Computational and experimental study on the cation distribution of La–Cu substituted barium hexaferrites

The total energies and forces of the Ba0.5La0.5Fe11.5Cu0.5O19 structure were calculated using the density functional theory (DFT) and generalized gradient approximation (GGA). The calculations demonstrated that at 0 K, the magnetic ions Cu2+ preferentially occupy Fe3+ at the 4f2(0) and 4f2(1) configurations. For the site occupancy at the higher temperature (0–1500 K, except 0 K), we computed the formation probability of twenty inequivalent configurations using the Maxwell–Boltzmann statistical distribution. Correspondingly, the Cu2+ ions prefer to enter the 4f2 and 2b sites, especially close to lanthanum layer. In order to confirm the computational conclusions, La–Cu substituted barium hexaferrites with the chemical formula of Ba1−xLaxFe12−xCuxO19 (x = 0.0, 0.1, 0.3, and 0.5), prepared by a conventional ceramic method, were investigated by the Raman spectra and Rietveld refinement of X-ray diffraction patterns (XRD).
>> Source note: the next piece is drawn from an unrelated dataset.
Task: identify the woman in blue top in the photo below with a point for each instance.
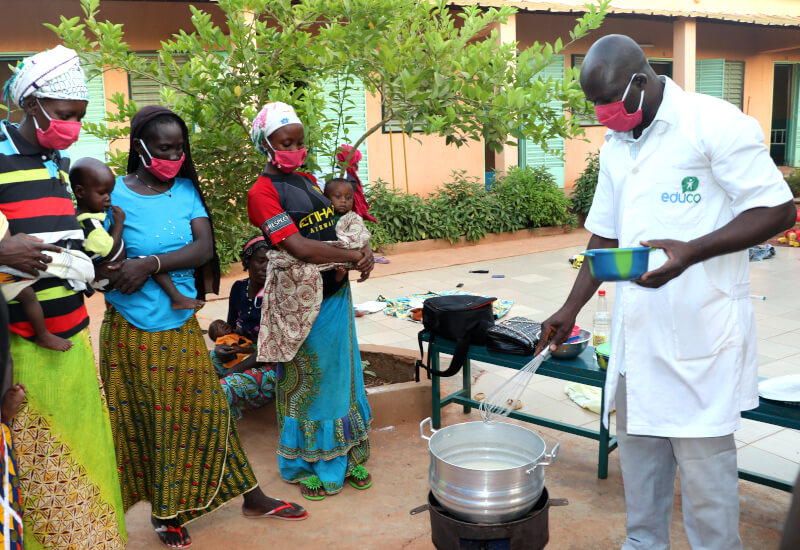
(176, 443)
The experiments revealed that the Cu2+ ions are partitioned at the 2b and 4f2 sites in the ratio of around 1:2. [Display omitted] •Twenty inequivalent configurations of Cu occupying Fe were calculated by DFT.•Formation probability of Cu was computed by Maxwell–Boltzmann statistical distribution.•Ba1−xLaxFe12−xCuxO19 samples were prepared by a conventional ceramic method.•The Cu2+ preferentially replace Fe3+ at the 4f2(0) and 4f2(1) configurations.•The ratio of Cu occupying Fe at the 2b and 4f2 sites is approximately 1:2.